Trivia: Mimi Aguglia, who plays Argentina Brunetti's mother, really is her mother









There aren’t many memorable lines in The Godfather Part III (at least not as many as in The Godfather or The Godfather Part II), but there’s one piece of dialogue from that 1990 film that’s been quoted quite often: after spending a great deal of time and money trying to legitimize his family’s name and sever its ties to organized crime, Michael Corleone, played once again by Al Pacino, finds himself drawn into yet another mob war, with rival Dons hoping to bump him off and take control of his holdings. As he makes plans to retaliate, Michael, in a moment of desperation, says “Every time I think I’m out, they pull me back in!

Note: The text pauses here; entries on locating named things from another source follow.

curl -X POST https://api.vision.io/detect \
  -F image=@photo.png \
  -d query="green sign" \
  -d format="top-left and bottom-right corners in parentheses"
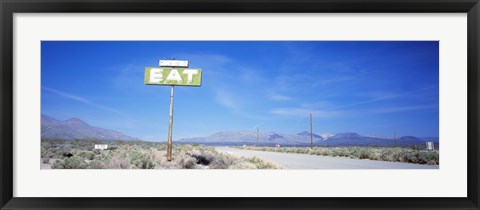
top-left (144, 67), bottom-right (202, 86)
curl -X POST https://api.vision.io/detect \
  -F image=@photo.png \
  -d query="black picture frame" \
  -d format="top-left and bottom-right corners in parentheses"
top-left (0, 0), bottom-right (480, 209)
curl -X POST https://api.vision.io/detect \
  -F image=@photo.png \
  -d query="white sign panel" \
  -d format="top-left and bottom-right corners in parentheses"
top-left (158, 60), bottom-right (188, 68)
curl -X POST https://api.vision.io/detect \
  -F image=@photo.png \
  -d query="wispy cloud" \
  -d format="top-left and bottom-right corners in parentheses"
top-left (269, 93), bottom-right (292, 101)
top-left (312, 76), bottom-right (353, 87)
top-left (42, 87), bottom-right (123, 114)
top-left (215, 89), bottom-right (239, 110)
top-left (374, 105), bottom-right (438, 113)
top-left (270, 108), bottom-right (340, 117)
top-left (332, 86), bottom-right (436, 110)
top-left (252, 122), bottom-right (265, 130)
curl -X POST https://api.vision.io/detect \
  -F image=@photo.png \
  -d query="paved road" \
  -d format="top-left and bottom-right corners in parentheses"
top-left (215, 147), bottom-right (438, 169)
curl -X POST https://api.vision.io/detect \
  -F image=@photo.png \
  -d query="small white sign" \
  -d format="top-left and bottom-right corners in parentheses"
top-left (425, 141), bottom-right (435, 150)
top-left (95, 144), bottom-right (108, 150)
top-left (158, 60), bottom-right (188, 68)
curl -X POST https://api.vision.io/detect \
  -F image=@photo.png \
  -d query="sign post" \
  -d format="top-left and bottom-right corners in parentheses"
top-left (144, 60), bottom-right (202, 161)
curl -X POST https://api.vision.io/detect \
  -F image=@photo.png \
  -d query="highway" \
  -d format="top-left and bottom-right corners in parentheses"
top-left (215, 147), bottom-right (438, 169)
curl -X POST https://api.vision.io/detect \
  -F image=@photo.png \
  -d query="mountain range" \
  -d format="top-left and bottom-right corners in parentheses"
top-left (41, 115), bottom-right (137, 141)
top-left (177, 131), bottom-right (438, 147)
top-left (41, 115), bottom-right (439, 148)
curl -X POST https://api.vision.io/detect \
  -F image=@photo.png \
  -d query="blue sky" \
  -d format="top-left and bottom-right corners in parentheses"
top-left (41, 41), bottom-right (439, 141)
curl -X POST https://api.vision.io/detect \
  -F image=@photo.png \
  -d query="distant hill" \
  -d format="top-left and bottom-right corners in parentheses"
top-left (177, 131), bottom-right (323, 145)
top-left (41, 115), bottom-right (137, 141)
top-left (323, 133), bottom-right (425, 147)
top-left (177, 131), bottom-right (436, 147)
top-left (297, 131), bottom-right (323, 139)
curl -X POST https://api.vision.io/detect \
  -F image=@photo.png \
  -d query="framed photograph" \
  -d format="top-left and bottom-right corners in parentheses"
top-left (0, 0), bottom-right (480, 209)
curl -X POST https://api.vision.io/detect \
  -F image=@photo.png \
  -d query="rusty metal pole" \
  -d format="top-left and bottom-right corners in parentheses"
top-left (167, 85), bottom-right (174, 161)
top-left (255, 128), bottom-right (258, 147)
top-left (310, 113), bottom-right (313, 149)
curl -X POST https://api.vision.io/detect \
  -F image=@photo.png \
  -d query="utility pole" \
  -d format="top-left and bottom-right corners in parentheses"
top-left (144, 58), bottom-right (202, 161)
top-left (393, 130), bottom-right (397, 147)
top-left (167, 85), bottom-right (174, 161)
top-left (310, 112), bottom-right (313, 149)
top-left (255, 128), bottom-right (259, 147)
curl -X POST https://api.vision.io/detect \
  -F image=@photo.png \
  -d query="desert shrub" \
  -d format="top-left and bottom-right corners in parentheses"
top-left (52, 156), bottom-right (87, 169)
top-left (228, 161), bottom-right (257, 169)
top-left (236, 147), bottom-right (439, 165)
top-left (230, 156), bottom-right (280, 169)
top-left (129, 150), bottom-right (155, 169)
top-left (42, 158), bottom-right (50, 164)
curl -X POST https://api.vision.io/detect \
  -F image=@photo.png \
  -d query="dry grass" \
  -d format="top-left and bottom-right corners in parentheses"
top-left (41, 140), bottom-right (280, 169)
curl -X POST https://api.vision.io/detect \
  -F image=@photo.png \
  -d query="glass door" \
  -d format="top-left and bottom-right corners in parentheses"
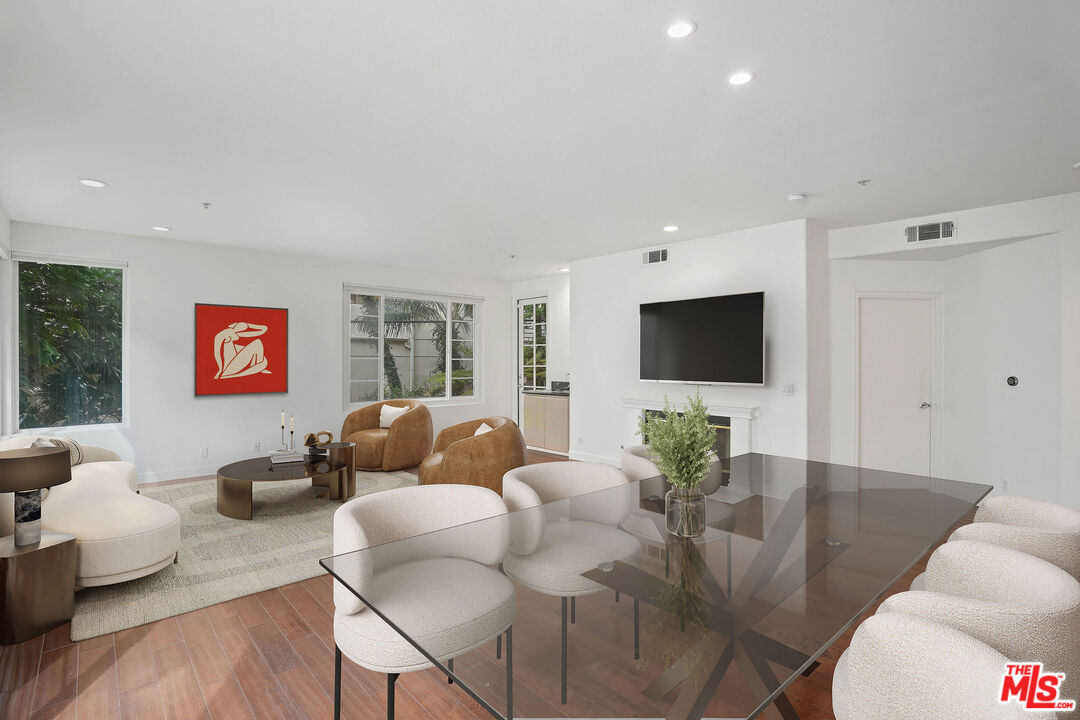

But as we see in 1957’s The Brothers Rico, a film noir directed by Phil Karlson, getting “out” of organized crime is never really an option. At least it wasn’t for Eddie Rico (Richard Conte), a former bookkeeper for the mob who, three years earlier, decided to go legit. Since that time, Eddie and his wife Alice (Dianne Foster) have been living the good life in Florida. Eddie started up a dry cleaning business that is making boatloads of money, and the couple is days away from adopting their first child. For Eddie, crunching numbers for crime boss Sid Kubik (Larry Gates), a man he and his family lovingly called “Uncle Sid”, is a thing of the past.

Then, early one morning, the phone rings. A man on the other end says that, at Uncle Sid’s command, he’s sending a guy to Eddie’s dry cleaning business, and this mysterious visitor is to be given a job so he can "lay low" for a while. Though confused by the request (which was unexpected), Eddie does as he’s told.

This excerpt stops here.